Ce pays anti-nucléaire investit pourtant en France dans des réacteurs de nouvelle génération

On ne l’avait pas vue venir, celle-là : l’Italie, farouchement anti-nucléaire depuis les années 1980, s’apprête à remettre un pied dans l’atome. Pas n’importe comment. Loin des mastodontes des années passées, Rome parie désormais sur une start-up innovante, à cheval entre Paris et Turin : Newcleo. Le gouvernement italien a d’ailleurs annoncé envisager un investissement public à hauteur de 200 millions d’euros. Un virage discret, mais assumé, qui remet la question énergétique au cœur de la souveraineté nationale.

Une vieille idée revisitée avec une sauce high-tech

Le pari de Newcleo ? Des réacteurs dits LFR – comprenez « lead-cooled fast reactors », ou réacteurs rapides refroidis au plomb. Une technologie pas franchement neuve (les Soviétiques l’avaient explorée pour leurs sous-marins), mais totalement remise au goût du jour. Leur modèle vise à recycler les déchets radioactifs, à se passer d’uranium enrichi, et à assurer une sécurité maximale grâce au plomb.

Un prototype préliminaire (non nucléaire) devrait voir le jour en 2026 en Italie, tandis que la première version réellement opérationnelle est attendue en France, à l’horizon 2031. Oui, c’est bien en France que cette renaissance prendra forme – cocorico discret, mais réel.

L’Italie sort de sa torpeur atomique

Longtemps, le mot “nucléaire” était quasi-tabou dans la péninsule. Depuis la fermeture de ses centrales dans les années 90, l’Italie s’était mise en retrait. Pourtant, avec l’urgence climatique et l’obsession de la neutralité carbone d’ici 2050, les lignes bougent. En février, une loi a jeté les bases d’un cadre juridique pour la réintégration du nucléaire dans le mix énergétique national.

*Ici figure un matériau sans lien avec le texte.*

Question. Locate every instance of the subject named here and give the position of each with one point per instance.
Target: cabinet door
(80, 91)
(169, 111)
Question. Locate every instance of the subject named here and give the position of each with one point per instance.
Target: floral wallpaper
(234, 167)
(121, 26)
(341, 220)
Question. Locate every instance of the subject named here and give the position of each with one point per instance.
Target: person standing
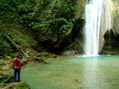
(16, 68)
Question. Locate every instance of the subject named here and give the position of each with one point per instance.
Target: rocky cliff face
(115, 26)
(112, 37)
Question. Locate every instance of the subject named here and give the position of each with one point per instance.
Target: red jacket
(16, 63)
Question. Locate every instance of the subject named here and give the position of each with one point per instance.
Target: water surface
(101, 72)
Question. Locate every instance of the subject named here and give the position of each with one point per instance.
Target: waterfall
(98, 20)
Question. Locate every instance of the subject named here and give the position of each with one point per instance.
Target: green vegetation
(40, 25)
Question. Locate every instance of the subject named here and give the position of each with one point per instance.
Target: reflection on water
(101, 72)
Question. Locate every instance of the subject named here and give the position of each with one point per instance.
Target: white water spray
(98, 18)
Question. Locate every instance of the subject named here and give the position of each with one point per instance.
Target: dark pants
(16, 75)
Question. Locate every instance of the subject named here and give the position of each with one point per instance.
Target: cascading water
(95, 23)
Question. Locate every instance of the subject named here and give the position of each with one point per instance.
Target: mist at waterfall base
(98, 19)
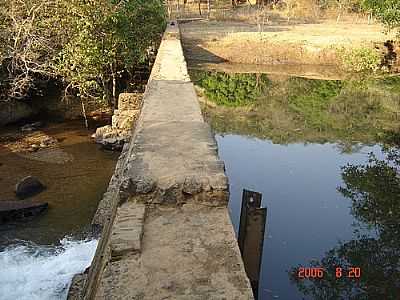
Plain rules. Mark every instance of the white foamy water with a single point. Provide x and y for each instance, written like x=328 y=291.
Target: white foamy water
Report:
x=30 y=272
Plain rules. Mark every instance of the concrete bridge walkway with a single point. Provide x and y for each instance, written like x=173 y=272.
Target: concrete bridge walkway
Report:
x=165 y=228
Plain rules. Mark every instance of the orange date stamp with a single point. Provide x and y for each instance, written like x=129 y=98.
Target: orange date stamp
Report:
x=315 y=272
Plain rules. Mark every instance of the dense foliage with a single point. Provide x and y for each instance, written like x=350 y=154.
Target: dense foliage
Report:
x=88 y=44
x=373 y=192
x=387 y=11
x=299 y=109
x=233 y=89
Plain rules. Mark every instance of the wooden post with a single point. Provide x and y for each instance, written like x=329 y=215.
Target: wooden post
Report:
x=251 y=236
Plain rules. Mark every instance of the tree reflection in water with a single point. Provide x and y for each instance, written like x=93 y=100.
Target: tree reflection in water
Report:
x=374 y=192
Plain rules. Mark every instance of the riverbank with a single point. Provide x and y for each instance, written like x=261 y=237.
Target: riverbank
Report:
x=73 y=168
x=213 y=43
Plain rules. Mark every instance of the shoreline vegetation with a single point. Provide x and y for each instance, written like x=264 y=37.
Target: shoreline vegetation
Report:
x=293 y=109
x=89 y=50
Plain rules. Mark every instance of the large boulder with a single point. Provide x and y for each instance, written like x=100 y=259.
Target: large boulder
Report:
x=28 y=187
x=15 y=210
x=13 y=111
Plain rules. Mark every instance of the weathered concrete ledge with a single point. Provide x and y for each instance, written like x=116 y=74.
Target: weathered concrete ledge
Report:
x=165 y=228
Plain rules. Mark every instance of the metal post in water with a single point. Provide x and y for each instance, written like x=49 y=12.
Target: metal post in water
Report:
x=251 y=236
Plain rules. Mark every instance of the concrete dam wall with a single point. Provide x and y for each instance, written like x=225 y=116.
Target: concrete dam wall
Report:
x=164 y=224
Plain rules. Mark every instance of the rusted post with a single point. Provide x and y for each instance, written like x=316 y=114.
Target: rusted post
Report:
x=251 y=236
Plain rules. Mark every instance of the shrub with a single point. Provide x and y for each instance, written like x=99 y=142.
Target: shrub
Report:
x=233 y=89
x=361 y=59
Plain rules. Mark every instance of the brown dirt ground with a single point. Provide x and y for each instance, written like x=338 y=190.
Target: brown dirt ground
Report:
x=277 y=41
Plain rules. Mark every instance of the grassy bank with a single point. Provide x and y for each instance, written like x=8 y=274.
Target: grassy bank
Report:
x=290 y=109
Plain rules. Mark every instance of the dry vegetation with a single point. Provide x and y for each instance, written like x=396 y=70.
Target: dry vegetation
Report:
x=298 y=32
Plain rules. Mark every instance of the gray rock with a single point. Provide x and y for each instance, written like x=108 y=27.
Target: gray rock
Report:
x=16 y=210
x=13 y=111
x=28 y=186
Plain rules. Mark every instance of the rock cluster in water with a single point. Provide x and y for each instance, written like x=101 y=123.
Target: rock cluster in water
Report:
x=114 y=136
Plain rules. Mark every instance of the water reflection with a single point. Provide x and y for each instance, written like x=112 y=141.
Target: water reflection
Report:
x=374 y=192
x=289 y=109
x=320 y=154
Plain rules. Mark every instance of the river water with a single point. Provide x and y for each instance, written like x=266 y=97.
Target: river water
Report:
x=331 y=188
x=39 y=256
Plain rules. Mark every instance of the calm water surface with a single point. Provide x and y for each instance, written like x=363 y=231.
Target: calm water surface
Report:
x=39 y=256
x=325 y=155
x=307 y=216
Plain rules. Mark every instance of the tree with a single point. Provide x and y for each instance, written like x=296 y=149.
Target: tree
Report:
x=87 y=44
x=387 y=11
x=374 y=192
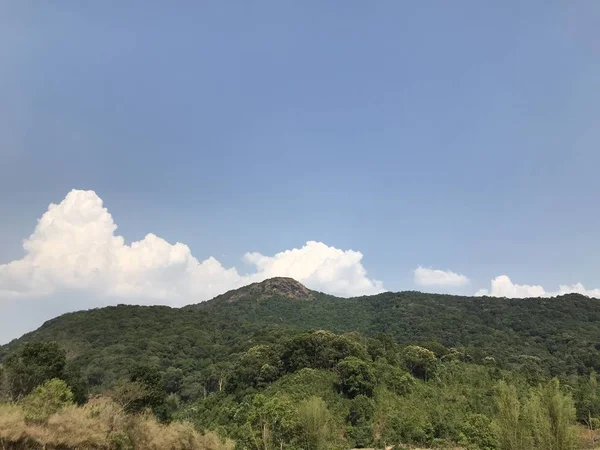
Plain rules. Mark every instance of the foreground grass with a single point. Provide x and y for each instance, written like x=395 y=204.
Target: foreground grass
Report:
x=100 y=424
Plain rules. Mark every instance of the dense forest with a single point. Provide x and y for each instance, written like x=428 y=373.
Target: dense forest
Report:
x=276 y=366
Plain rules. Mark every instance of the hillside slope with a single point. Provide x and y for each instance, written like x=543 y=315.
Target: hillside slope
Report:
x=560 y=335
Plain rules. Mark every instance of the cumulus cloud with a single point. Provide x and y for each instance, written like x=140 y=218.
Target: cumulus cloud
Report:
x=424 y=276
x=502 y=286
x=74 y=248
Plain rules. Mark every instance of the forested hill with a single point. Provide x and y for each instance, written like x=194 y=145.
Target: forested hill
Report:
x=556 y=336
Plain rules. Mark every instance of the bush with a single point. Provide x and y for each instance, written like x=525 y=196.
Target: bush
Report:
x=47 y=399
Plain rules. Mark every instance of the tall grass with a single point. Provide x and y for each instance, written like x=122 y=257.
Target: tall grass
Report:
x=100 y=424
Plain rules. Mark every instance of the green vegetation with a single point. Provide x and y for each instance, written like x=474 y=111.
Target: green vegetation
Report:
x=257 y=366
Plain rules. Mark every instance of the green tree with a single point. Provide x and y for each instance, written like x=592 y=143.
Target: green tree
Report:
x=153 y=396
x=356 y=377
x=46 y=399
x=510 y=423
x=420 y=361
x=33 y=364
x=479 y=433
x=551 y=414
x=315 y=423
x=360 y=421
x=272 y=422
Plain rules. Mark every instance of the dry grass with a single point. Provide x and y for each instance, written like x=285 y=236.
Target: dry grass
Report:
x=100 y=425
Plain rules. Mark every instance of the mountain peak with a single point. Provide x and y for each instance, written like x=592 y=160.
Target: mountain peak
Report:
x=272 y=287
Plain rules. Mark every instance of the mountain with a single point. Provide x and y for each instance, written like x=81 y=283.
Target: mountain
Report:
x=560 y=335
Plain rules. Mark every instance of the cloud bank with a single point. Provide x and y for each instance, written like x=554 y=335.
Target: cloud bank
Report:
x=74 y=248
x=502 y=286
x=428 y=277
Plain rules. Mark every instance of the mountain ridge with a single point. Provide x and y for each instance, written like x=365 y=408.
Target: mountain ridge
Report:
x=563 y=332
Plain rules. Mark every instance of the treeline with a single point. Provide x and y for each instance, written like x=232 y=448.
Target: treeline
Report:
x=539 y=338
x=487 y=382
x=310 y=391
x=320 y=390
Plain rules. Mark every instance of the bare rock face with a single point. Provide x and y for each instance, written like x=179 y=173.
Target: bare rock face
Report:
x=273 y=287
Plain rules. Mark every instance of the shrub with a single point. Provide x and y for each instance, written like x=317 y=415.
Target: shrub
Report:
x=47 y=399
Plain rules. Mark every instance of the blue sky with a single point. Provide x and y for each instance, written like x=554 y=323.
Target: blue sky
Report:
x=456 y=136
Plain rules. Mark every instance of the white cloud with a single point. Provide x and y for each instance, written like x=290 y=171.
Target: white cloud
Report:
x=424 y=276
x=502 y=286
x=74 y=248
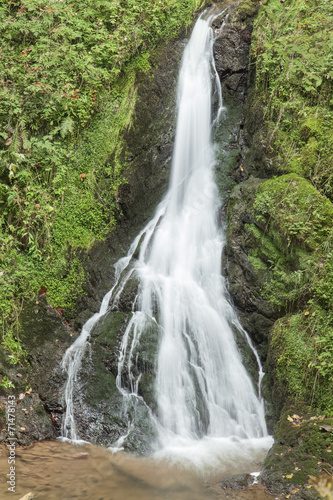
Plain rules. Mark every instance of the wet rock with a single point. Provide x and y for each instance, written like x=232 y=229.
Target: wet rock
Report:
x=246 y=283
x=236 y=482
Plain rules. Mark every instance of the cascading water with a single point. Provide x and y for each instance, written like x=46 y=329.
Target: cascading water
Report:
x=205 y=397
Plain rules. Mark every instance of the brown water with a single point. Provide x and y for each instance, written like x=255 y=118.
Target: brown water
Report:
x=55 y=470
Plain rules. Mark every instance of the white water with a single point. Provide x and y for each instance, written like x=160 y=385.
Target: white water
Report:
x=208 y=408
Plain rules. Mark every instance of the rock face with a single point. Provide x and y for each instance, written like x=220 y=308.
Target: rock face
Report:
x=147 y=158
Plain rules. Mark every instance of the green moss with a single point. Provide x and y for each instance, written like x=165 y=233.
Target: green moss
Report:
x=302 y=449
x=292 y=55
x=300 y=359
x=62 y=122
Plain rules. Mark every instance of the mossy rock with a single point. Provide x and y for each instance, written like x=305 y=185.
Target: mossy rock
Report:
x=302 y=449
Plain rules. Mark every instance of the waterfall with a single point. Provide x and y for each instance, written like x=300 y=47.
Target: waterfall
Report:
x=204 y=394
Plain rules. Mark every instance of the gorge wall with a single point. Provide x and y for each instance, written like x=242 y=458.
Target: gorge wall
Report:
x=278 y=254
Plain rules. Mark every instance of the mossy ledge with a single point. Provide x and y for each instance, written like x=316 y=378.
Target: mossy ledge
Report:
x=279 y=250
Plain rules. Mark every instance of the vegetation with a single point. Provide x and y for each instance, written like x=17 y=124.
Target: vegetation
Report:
x=293 y=228
x=68 y=72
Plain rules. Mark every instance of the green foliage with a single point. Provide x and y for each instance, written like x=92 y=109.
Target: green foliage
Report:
x=292 y=52
x=68 y=74
x=293 y=230
x=6 y=383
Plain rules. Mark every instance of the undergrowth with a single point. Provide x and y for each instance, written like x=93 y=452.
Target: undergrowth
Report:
x=68 y=73
x=292 y=52
x=292 y=56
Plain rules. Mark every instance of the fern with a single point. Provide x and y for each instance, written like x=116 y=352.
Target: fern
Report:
x=66 y=127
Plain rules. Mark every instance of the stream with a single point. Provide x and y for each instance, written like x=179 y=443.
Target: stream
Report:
x=208 y=414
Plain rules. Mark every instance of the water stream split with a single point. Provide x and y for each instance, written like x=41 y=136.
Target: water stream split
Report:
x=209 y=412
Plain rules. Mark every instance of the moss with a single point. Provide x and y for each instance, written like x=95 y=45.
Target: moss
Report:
x=302 y=449
x=291 y=52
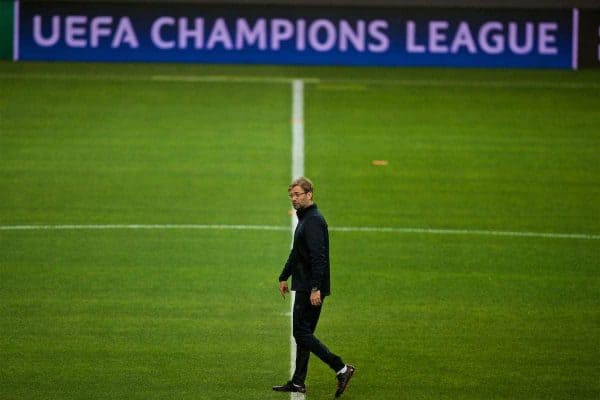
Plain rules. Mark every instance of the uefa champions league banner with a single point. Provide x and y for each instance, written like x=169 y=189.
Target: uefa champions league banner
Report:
x=290 y=35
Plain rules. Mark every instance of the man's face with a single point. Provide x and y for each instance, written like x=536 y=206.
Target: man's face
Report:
x=300 y=199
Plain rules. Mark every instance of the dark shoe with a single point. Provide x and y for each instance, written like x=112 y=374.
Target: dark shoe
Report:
x=290 y=387
x=343 y=380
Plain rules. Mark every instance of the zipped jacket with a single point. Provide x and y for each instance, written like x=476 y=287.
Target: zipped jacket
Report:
x=308 y=262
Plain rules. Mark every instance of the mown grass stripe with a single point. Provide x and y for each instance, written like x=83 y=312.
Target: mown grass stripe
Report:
x=431 y=231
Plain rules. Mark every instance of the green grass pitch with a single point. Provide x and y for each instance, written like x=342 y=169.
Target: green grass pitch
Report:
x=195 y=313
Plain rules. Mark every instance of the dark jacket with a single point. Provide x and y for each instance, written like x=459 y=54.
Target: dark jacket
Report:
x=308 y=262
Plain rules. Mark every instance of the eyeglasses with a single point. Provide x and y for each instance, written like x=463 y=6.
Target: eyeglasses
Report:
x=294 y=195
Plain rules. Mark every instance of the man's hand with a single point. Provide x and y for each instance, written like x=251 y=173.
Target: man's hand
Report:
x=315 y=298
x=283 y=289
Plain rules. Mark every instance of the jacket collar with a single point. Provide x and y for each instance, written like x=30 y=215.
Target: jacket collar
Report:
x=301 y=213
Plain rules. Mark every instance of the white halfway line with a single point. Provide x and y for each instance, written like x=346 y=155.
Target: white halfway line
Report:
x=297 y=171
x=373 y=229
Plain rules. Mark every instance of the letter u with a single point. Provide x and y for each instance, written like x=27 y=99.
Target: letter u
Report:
x=38 y=35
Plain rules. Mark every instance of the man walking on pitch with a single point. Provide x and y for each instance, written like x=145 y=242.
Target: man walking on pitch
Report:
x=308 y=265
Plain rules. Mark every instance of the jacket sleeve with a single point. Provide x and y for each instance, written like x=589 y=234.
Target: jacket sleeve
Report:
x=317 y=240
x=289 y=265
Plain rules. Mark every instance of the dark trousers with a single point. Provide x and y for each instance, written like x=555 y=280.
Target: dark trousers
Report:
x=305 y=320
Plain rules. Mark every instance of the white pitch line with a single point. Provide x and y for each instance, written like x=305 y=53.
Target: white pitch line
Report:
x=355 y=229
x=297 y=171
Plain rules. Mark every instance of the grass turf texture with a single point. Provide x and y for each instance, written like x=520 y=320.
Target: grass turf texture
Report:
x=195 y=314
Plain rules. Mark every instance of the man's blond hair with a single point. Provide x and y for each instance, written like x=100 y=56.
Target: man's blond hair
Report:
x=303 y=182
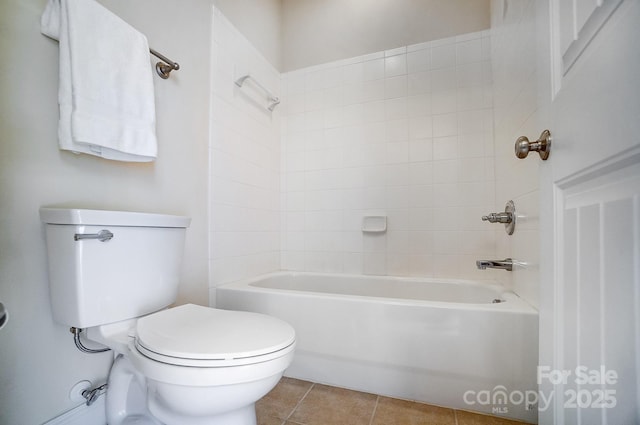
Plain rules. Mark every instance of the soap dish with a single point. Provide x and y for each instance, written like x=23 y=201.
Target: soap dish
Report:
x=374 y=224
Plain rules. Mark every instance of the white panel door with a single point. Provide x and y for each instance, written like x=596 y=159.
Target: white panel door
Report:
x=590 y=213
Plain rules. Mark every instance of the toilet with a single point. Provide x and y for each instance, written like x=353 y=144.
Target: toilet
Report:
x=113 y=274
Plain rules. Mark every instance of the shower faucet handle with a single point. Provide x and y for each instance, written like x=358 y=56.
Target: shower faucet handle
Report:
x=504 y=217
x=508 y=217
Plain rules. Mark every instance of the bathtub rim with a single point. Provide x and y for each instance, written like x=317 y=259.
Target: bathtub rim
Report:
x=513 y=304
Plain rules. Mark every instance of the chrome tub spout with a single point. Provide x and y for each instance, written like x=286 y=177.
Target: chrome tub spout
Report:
x=506 y=264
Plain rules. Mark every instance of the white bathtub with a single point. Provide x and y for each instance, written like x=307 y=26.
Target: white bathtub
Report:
x=439 y=341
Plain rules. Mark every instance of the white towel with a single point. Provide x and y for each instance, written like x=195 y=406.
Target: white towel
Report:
x=107 y=106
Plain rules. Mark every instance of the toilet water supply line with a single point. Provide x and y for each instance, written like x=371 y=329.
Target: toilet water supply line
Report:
x=90 y=395
x=81 y=347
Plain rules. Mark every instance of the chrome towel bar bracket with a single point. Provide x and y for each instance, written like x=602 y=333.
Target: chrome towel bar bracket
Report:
x=164 y=69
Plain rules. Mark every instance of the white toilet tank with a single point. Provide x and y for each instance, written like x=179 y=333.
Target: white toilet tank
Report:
x=131 y=274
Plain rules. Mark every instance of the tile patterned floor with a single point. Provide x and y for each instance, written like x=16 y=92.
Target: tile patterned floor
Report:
x=296 y=402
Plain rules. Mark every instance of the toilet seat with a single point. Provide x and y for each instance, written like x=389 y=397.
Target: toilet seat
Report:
x=196 y=336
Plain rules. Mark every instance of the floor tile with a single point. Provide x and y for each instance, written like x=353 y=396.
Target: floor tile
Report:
x=392 y=411
x=326 y=405
x=469 y=418
x=276 y=406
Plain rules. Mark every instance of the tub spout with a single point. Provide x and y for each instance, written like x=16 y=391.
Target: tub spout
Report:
x=506 y=264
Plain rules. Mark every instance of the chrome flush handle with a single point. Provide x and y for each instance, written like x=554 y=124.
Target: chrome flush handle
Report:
x=103 y=236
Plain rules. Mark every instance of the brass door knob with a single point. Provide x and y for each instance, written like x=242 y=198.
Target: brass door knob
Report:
x=542 y=146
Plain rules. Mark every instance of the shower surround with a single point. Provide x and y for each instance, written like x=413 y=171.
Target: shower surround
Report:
x=406 y=133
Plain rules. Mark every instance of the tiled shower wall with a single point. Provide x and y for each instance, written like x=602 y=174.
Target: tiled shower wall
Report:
x=405 y=133
x=244 y=161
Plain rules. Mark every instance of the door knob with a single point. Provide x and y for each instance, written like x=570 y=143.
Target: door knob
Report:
x=542 y=146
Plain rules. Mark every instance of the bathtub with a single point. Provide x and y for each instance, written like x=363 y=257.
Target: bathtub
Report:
x=452 y=343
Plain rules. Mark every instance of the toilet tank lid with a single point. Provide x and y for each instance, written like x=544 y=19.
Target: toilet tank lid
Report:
x=74 y=216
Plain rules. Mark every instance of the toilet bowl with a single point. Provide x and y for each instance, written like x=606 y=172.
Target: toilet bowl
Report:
x=194 y=365
x=113 y=274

Et il ne s’agit pas seulement de consommer du courant made in ailleurs : Rome veut reconstruire une filière, former des ingénieurs, créer des emplois qualifiés, et pourquoi pas, redevenir compétitive sur un terrain technologique hautement stratégique.

Quand l’industrie se met à l’(é)lectrique

Il faut bien l’admettre : reconstruire un écosystème nucléaire en Italie, c’est un peu comme vouloir rejouer un opéra avec un orchestre dispersé. Mais quelques instruments subsistent : des ingénieurs, des instituts de recherche comme l’ENEA, et désormais, Newcleo en chef d’orchestre.

Dernier mouvement en date : un partenariat avec le géant de la sidérurgie Danieli. Objectif ? Décarboner la production d’acier grâce à une source d’énergie continue, propre et indépendante des aléas du marché du gaz. Une alliance peu glamour sur le papier, mais redoutablement efficace.

Paris, Londres, Rome : un triangle énergétique

Newcleo, c’est un peu le symbole de l’Europe qui ose. Siège à Paris, essais en Italie, financement venu du Royaume-Uni… La start-up a déjà levé plus de 400 millions d’euros, sans prototype actif, mais avec une vision bien affûtée. Et depuis peu, c’est dans le Gard, à Chusclan, qu’elle installera son centre de recherche.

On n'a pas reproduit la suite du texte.